The Company is subject to the provisions of Section 203 of the Delaware General Corporation Law (“DGCL”), an anti-takeover law. In general, Section 203 prohibits a publicly held Delaware corporation from engaging in a “business combination” with an “interested stockholder” for a period of three years after the date of the transaction in which the person became an interested stockholder, unless the business combination is approved in a prescribed manner. For purposes of Section 203, a “business combination” includes a merger, asset sale or other transaction resulting in a financial benefit to the interested stockholder, and an “interested stockholder” is a person who owns 15% or more of the voting stock of a corporation, or any affiliate or associate of a corporation who, within three years prior, did own 15% or more of the voting stock of that corporation.
Exclusive Forum
Under the Charter, unless the Company consents to an alternative forum, the Court of Chancery of the State of Delaware (the “Chancery Court”) is the exclusive forum for (1) any derivative action brought on behalf of the Company, (2) any action asserting a claim of breach of a fiduciary duty owed by any director, officer or employee of the Company to the Company or its stockholders, (3) any civil action to interpret, apply, or enforce any provision of the DGCL, (4) any civil action to interpret, apply, enforce, or determine the validity of the provisions of the Charter or Bylaws, or (5) any action asserting a claim governed by the internal affairs doctrine; provided, however, in the event that the Chancery Court lacks jurisdiction over such action, the exclusive forum for such action shall be another state or federal court located within the State of Delaware, in all cases, subject to such court having personal jurisdiction over the indispensable parties named as defendants.

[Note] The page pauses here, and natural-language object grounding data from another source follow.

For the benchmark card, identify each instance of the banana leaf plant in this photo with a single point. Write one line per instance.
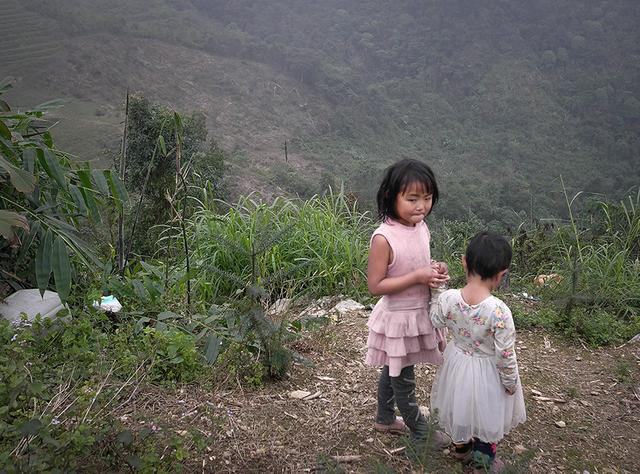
(45, 197)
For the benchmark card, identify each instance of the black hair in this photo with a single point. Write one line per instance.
(487, 255)
(396, 179)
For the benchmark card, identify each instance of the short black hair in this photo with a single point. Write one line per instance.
(396, 179)
(487, 255)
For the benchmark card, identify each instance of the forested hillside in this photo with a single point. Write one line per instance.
(502, 98)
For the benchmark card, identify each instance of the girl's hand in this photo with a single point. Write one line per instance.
(440, 274)
(441, 267)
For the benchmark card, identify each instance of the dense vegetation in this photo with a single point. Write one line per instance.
(502, 98)
(65, 383)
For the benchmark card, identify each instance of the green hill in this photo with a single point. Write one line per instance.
(501, 98)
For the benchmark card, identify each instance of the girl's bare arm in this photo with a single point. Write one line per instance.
(379, 283)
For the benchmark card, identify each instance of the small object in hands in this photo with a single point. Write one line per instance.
(110, 304)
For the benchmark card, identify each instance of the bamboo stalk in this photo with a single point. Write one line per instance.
(123, 165)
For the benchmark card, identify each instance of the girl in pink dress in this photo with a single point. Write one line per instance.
(401, 270)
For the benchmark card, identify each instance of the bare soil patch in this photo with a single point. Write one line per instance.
(583, 409)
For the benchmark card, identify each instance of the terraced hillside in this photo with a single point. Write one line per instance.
(27, 38)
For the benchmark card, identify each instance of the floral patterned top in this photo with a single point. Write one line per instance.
(482, 330)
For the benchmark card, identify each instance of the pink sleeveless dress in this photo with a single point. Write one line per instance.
(400, 330)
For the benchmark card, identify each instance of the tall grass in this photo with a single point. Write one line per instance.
(598, 257)
(318, 246)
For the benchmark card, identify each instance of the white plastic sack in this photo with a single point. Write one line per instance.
(31, 303)
(108, 303)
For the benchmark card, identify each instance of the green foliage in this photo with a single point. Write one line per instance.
(596, 255)
(318, 246)
(174, 355)
(45, 200)
(161, 146)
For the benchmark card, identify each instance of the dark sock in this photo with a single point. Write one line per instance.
(483, 454)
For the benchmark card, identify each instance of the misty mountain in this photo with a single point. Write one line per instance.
(501, 98)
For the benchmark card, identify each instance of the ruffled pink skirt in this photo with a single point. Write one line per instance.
(401, 334)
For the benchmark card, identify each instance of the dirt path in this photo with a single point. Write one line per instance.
(596, 395)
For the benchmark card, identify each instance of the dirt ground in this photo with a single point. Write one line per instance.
(583, 408)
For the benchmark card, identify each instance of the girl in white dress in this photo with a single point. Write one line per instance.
(477, 394)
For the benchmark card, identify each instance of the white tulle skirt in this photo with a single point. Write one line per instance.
(470, 401)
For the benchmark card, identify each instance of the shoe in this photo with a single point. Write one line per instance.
(464, 457)
(397, 427)
(496, 467)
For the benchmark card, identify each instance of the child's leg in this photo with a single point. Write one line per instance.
(404, 389)
(484, 454)
(386, 400)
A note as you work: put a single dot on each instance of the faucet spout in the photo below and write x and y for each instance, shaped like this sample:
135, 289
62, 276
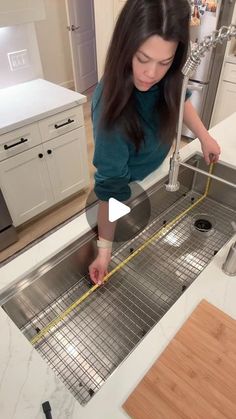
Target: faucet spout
225, 33
229, 266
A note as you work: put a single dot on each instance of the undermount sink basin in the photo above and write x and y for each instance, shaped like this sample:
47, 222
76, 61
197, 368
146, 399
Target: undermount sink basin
94, 338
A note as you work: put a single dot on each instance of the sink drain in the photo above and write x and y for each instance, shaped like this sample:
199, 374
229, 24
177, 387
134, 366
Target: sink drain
203, 225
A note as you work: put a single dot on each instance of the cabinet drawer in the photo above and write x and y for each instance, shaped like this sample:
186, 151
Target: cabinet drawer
21, 139
230, 73
62, 122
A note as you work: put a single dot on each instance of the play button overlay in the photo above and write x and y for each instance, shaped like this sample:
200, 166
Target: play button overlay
131, 216
117, 209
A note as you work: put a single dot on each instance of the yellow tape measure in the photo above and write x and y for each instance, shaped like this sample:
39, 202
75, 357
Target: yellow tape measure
158, 234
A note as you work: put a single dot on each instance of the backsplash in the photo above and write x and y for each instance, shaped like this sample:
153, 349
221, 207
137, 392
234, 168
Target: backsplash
19, 55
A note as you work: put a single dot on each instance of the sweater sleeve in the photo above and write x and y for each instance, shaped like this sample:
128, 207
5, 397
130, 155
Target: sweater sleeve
188, 94
111, 157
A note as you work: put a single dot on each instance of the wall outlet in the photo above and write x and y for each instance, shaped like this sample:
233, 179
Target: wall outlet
18, 59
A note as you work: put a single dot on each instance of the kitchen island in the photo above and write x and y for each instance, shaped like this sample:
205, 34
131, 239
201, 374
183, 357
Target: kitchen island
27, 381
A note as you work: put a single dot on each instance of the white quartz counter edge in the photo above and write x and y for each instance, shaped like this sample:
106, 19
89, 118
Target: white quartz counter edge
38, 383
29, 102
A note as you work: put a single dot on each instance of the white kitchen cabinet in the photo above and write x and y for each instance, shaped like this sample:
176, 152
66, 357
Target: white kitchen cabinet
14, 12
44, 159
25, 184
225, 103
67, 163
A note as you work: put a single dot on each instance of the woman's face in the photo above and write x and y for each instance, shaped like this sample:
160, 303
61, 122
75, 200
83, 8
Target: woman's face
152, 61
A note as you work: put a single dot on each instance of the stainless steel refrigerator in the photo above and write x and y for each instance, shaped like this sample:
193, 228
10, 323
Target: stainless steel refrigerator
204, 82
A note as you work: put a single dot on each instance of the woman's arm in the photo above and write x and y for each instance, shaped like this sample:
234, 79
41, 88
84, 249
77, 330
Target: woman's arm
106, 230
210, 148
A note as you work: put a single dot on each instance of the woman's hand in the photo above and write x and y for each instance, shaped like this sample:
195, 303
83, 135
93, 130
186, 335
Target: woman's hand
99, 267
211, 149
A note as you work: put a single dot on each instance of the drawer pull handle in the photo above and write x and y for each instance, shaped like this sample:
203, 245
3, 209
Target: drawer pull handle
22, 140
65, 123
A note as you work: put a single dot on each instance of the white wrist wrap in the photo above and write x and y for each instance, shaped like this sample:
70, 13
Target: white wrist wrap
104, 244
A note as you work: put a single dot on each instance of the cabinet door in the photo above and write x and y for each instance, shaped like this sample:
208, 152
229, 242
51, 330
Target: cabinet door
226, 102
25, 184
67, 163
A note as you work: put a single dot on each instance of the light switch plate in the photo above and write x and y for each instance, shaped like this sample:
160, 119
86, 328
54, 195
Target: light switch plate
18, 59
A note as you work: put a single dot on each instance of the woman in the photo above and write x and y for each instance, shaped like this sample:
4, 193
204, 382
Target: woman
195, 18
135, 106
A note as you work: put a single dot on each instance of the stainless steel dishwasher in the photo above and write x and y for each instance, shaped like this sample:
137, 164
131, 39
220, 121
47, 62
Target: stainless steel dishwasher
96, 336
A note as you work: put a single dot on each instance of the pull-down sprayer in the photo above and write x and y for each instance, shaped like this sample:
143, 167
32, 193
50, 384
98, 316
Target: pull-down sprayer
225, 33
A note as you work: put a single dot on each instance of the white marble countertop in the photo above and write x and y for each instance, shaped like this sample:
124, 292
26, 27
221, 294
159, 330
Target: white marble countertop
33, 100
25, 379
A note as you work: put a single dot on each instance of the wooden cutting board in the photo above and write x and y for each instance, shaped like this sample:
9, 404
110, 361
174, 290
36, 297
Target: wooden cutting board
195, 377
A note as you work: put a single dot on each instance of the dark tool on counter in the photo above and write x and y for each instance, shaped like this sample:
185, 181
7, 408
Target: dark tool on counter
47, 410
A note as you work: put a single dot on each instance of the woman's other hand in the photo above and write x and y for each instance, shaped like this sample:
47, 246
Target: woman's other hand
99, 267
211, 149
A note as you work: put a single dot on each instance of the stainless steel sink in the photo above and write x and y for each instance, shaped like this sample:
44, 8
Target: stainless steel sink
91, 342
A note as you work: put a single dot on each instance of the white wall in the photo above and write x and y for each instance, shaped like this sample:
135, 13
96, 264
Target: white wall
104, 24
54, 47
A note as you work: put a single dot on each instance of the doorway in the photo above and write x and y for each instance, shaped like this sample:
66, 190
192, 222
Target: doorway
81, 27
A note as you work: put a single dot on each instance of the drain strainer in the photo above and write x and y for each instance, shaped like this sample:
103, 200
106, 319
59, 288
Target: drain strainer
203, 225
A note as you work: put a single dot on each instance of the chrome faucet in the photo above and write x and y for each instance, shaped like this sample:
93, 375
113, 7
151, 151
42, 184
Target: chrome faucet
225, 33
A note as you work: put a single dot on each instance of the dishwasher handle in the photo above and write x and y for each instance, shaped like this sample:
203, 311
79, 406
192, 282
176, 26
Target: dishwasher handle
47, 410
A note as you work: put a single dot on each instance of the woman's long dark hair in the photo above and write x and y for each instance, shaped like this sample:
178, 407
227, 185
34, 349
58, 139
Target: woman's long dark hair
140, 19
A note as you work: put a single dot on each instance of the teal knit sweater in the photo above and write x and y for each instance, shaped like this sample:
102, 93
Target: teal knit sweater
115, 157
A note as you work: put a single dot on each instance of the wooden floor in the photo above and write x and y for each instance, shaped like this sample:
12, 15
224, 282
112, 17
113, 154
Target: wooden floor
41, 225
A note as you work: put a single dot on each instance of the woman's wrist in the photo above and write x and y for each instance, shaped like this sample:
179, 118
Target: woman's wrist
204, 137
104, 244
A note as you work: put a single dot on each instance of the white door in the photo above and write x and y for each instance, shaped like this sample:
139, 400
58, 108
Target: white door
80, 16
26, 185
67, 163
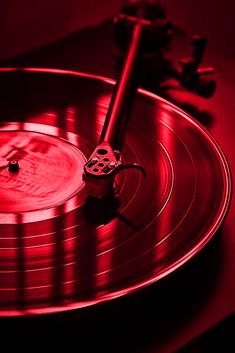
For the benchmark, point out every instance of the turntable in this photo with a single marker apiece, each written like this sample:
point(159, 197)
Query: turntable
point(105, 189)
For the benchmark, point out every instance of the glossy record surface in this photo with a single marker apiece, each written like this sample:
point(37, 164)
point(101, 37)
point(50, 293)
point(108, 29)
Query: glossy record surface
point(59, 250)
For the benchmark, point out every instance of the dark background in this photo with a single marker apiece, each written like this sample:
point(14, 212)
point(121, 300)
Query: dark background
point(192, 310)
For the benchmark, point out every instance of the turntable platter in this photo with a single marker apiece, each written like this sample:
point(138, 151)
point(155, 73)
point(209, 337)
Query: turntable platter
point(59, 252)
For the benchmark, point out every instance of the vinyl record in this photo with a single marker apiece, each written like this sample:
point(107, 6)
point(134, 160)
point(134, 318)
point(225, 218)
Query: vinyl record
point(59, 248)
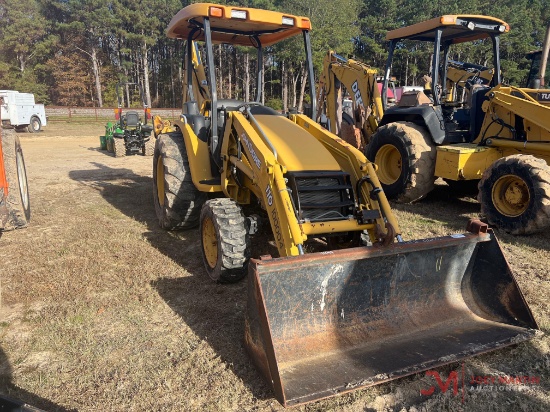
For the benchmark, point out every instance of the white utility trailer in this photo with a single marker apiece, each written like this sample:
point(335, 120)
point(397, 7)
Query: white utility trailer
point(21, 112)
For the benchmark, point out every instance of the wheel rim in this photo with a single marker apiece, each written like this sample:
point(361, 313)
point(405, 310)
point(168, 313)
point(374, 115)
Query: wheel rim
point(511, 195)
point(22, 177)
point(160, 181)
point(209, 242)
point(389, 164)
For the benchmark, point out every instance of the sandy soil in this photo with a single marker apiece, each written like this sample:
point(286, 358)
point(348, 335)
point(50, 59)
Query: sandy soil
point(102, 310)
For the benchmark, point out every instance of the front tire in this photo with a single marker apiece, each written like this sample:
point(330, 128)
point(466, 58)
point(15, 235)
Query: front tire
point(17, 202)
point(514, 193)
point(224, 239)
point(35, 125)
point(405, 156)
point(177, 201)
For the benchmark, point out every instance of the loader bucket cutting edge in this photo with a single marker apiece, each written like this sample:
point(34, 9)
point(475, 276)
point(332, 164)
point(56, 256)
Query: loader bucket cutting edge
point(327, 323)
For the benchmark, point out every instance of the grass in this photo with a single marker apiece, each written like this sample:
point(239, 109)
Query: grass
point(105, 311)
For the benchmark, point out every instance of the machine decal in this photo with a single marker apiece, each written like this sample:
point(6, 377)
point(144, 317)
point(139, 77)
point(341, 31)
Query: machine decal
point(358, 98)
point(269, 195)
point(248, 144)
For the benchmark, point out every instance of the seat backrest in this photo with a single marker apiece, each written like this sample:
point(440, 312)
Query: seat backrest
point(476, 112)
point(132, 119)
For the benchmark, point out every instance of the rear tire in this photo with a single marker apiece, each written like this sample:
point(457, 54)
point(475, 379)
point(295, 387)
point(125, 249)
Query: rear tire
point(225, 240)
point(35, 125)
point(119, 147)
point(514, 193)
point(177, 201)
point(148, 148)
point(17, 202)
point(405, 156)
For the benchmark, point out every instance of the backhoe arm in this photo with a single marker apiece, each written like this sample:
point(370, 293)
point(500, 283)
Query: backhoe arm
point(360, 80)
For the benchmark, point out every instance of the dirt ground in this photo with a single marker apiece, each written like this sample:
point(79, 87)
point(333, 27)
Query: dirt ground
point(103, 310)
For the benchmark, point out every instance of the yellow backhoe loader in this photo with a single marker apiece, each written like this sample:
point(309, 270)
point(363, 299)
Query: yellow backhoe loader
point(494, 137)
point(324, 317)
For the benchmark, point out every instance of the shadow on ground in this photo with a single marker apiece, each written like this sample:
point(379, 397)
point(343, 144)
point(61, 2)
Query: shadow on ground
point(454, 210)
point(215, 312)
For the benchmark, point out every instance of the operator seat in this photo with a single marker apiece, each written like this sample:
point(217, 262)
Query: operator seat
point(132, 119)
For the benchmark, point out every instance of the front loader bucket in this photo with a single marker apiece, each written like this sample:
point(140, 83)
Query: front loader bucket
point(326, 323)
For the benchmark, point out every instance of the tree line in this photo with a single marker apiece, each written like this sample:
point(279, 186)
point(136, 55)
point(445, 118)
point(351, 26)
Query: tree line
point(74, 52)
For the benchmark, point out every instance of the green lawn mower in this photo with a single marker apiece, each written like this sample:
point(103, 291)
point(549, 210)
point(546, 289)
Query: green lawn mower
point(129, 135)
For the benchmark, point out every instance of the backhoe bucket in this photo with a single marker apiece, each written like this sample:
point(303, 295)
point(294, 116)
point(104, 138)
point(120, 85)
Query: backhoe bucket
point(326, 323)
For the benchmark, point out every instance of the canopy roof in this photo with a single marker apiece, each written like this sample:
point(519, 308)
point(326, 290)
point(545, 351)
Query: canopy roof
point(236, 25)
point(456, 29)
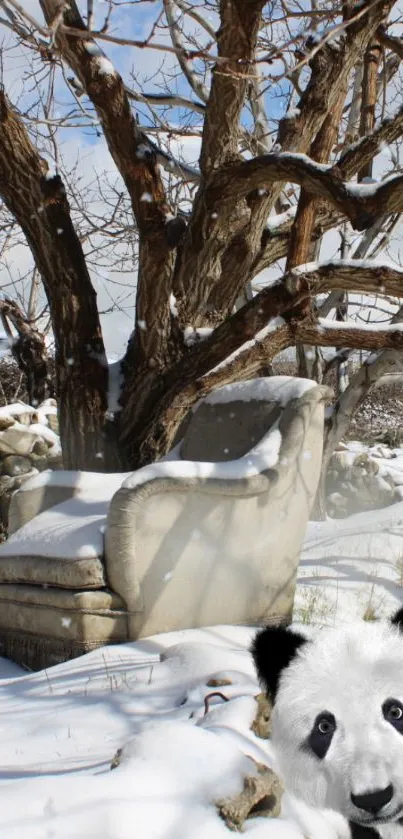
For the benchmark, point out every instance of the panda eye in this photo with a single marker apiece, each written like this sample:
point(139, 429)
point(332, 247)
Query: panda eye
point(393, 713)
point(325, 726)
point(321, 734)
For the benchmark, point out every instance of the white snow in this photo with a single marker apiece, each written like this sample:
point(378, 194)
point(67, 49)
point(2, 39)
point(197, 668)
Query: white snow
point(326, 323)
point(263, 456)
point(63, 726)
point(15, 409)
point(281, 389)
point(366, 264)
point(92, 48)
point(55, 533)
point(292, 113)
point(193, 336)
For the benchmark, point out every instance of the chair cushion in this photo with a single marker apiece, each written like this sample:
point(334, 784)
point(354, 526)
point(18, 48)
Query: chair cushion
point(42, 627)
point(63, 547)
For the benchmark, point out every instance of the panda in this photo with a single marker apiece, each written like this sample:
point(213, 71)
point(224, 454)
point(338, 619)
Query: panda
point(337, 720)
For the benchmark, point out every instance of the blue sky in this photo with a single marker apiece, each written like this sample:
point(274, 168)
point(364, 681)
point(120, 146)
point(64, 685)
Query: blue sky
point(86, 147)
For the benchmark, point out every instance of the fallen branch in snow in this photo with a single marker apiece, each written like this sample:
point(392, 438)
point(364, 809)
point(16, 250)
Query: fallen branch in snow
point(210, 696)
point(261, 796)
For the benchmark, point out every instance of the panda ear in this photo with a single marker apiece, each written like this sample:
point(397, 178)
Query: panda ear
point(397, 620)
point(273, 649)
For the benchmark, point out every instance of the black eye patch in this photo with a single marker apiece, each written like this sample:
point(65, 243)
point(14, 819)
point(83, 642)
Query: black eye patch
point(392, 710)
point(321, 735)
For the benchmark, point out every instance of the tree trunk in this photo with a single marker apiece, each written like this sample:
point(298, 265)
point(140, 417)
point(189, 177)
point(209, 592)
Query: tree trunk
point(39, 204)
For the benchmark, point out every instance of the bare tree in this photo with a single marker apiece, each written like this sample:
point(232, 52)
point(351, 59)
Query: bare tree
point(269, 185)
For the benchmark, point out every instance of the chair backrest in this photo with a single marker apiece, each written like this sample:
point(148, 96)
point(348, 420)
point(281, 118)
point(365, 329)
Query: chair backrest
point(228, 423)
point(227, 431)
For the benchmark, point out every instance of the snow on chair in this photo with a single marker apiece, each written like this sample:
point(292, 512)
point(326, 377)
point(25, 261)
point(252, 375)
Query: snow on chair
point(209, 535)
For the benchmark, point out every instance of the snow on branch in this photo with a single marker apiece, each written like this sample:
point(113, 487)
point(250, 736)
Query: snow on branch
point(326, 333)
point(361, 203)
point(355, 275)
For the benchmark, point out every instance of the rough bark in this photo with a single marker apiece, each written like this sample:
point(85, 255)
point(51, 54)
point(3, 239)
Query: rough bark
point(39, 204)
point(369, 97)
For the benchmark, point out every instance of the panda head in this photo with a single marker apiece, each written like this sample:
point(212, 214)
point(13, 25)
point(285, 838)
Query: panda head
point(338, 716)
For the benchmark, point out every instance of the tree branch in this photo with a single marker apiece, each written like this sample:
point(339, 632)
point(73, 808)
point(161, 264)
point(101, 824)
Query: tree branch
point(136, 161)
point(39, 204)
point(362, 206)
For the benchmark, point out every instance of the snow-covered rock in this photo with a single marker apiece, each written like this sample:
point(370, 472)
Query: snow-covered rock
point(29, 443)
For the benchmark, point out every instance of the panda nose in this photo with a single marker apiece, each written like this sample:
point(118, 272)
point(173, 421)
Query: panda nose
point(372, 802)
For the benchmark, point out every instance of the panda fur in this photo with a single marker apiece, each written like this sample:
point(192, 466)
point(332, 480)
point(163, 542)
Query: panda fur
point(337, 720)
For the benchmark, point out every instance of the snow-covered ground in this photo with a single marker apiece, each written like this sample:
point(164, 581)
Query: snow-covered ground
point(62, 727)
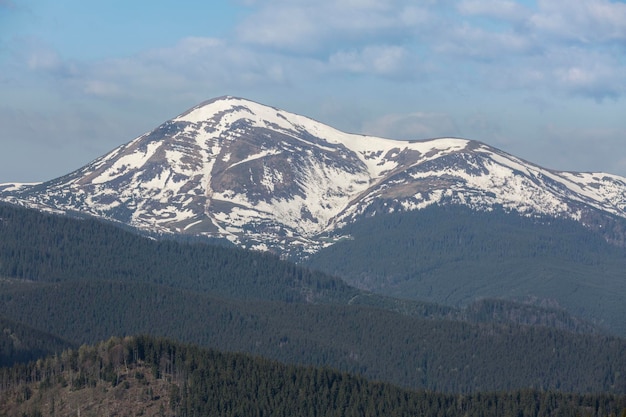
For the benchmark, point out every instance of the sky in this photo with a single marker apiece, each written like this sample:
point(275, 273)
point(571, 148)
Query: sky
point(544, 80)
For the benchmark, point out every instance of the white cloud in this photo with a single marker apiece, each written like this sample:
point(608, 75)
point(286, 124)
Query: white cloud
point(581, 20)
point(499, 9)
point(391, 61)
point(416, 125)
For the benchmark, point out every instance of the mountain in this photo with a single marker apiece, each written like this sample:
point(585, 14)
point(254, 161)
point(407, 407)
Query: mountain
point(267, 179)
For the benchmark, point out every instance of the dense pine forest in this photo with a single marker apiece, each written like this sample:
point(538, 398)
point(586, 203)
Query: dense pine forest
point(84, 281)
point(150, 376)
point(453, 255)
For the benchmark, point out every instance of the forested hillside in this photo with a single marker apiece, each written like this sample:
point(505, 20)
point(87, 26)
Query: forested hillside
point(89, 281)
point(148, 376)
point(453, 255)
point(49, 248)
point(21, 343)
point(442, 355)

Notwithstanding the foregoing, the choice of forum provision set forth in the Charter does not apply to any actions arising under the Securities Act of 1933, as amended (the “Securities Act”), or the Exchange Act. Unless the Company consents in writing to the selection of an alternative forum, the federal district courts of the United States shall, to the fullest extent permitted by law, be the sole and exclusive forum for the resolution of any complaint asserting a cause of action arising under the Securities Act against the Company or any director or officer of the Company.